Get the different dataloaders
One with training data using mixing
One with training without mixing
One with validation data with mixing
One with validation without mixing
"""
#train_mix_dataloader,train_dataloader,val_mix_dataloader,val_dataloader = get_data_loaders(train_dir,test_dir,for_training = True)
train_mix_dataloader,train_dataloader,val_mix_dataloader,val_dataloader = get_mnist_dataloaders()
"""
Construct the model based on hyperparameters
"""
model = create_model( number_conv,number_dense )
"""
Adds earlystopping to training. This is based on the performance accuracy on the validation dataset. Chould we have validation loss here?
"""
callbacks = [tf.keras.callbacks.EarlyStopping(patience=10,monitor="val_accuracy",min_delta=0.01,restore_best_weights=True)]
"""
Train the model and give the training history.
"""
if train_with_mixed_data:
history = model.fit_generator(train_mix_dataloader, validation_data = val_mix_dataloader,callbacks = callbacks,verbose = False,epochs = 200)
else:
history = model.fit_generator(train_dataloader, validation_data = val_mix_dataloader,callbacks = callbacks,verbose = False,epochs = 200)
"""
Logg the results
"""
#x_mix, y_mix = mixup_data( x_val, y_val)
#mix_loss, mix_acc = model.evaluate( x_mix, y_mix )
#test_loss, test_acc = model.evaluate( x_val, y_val )
ind_max = np.argmax(history.history['val_accuracy'])
train_acc = history.history['accuracy'][ind_max]
val_acc = history.history['val_accuracy'][ind_max]
tune.report(mean_loss=train_acc,val_mix_accuracy = val_acc)
The global hyperparameters that we need for training.
img_height,img_width,channels = 28,28,1
batch_size = 50
alpha = 0.2
num_classes = 10
The cell that runs the code. In order to train the different models in parallel, we use the ray.tune package that will schedule the training and split the available resources to the various workers.
# Limit the number of rows.
reporter = CLIReporter(max_progress_rows=10)
# Add a custom metric column, in addition to the default metrics.

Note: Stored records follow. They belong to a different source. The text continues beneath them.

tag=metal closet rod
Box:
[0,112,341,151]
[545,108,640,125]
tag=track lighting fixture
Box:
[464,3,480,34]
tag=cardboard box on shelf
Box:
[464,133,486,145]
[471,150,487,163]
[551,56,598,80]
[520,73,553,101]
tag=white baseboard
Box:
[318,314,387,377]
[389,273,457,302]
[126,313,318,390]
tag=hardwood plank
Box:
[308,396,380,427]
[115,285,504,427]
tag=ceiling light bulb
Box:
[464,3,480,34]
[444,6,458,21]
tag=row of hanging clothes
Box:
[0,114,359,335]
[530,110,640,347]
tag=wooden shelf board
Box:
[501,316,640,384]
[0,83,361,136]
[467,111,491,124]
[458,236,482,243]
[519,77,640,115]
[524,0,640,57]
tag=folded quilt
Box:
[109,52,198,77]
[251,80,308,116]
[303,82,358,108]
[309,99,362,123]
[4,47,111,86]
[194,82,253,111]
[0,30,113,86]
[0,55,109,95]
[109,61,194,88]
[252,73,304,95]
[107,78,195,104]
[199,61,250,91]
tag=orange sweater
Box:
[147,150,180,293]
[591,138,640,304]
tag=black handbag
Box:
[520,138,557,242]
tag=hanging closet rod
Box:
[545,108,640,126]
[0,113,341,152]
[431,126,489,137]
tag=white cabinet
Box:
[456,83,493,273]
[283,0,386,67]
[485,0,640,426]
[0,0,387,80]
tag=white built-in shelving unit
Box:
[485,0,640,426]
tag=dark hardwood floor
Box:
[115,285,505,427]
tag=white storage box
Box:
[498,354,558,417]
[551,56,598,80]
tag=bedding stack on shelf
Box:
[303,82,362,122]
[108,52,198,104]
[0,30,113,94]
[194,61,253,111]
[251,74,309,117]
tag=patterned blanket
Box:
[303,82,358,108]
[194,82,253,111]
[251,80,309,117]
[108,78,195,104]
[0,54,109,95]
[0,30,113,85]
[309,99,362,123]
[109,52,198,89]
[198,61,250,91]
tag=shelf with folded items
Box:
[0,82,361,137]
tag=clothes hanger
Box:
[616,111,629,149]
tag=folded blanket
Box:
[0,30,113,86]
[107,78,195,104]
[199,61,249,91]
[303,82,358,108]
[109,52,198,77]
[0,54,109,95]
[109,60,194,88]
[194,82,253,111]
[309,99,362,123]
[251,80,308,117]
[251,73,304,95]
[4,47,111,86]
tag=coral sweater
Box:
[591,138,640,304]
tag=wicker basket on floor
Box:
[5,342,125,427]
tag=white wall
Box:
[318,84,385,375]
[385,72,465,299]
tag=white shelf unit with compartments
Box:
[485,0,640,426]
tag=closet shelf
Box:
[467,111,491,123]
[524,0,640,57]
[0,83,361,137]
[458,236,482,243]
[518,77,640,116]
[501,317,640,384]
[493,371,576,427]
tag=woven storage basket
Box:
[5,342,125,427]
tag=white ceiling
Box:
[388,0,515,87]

# Note that this must be a metric that is returned in your training results.
reporter.add_metric_column("val_mix_accuracy")
#reporter.add_metric_column("test_accuracy")
#config = {"number_conv" : 3,"number_dense" : 5}
#training_function(config)
#get_data_loaders()
analysis = tune.run(
training_function,
config={
"number_conv": tune.grid_search(np.arange(2,5,1).tolist()),
"number_dense": tune.grid_search(np.arange(0,3,1).tolist()),
"train_with_mixed_data": tune.grid_search([True,False])
},
local_dir='ray_results',
progress_reporter=reporter)
print("Best config: ", analysis.get_best_config(
metric="mean_loss", mode="max"))
#Get a dataframe for analyzing trial results.
df = analysis.results_df
#print(df)
df
Conclusion
From the dataframe of the results shown above, we can see the accuracy on the validation dataset for the different settings. If we compare the runs with mixup against those without mixup for the different network architectures, we can investigate how much of an effect the mixup implementation has. As we can see, one of the runs did not converge at all. By not including that run, we can see that the average difference off accuracy is 0.01 to the advantage of unmixed data. Without any statistical analysis, we assume this difference is practically zero. Our reasoning to why we don't see any impact of mixup in this simulation is that MNIST is such an easy task to train on that a mixup of the data will not affect the results much.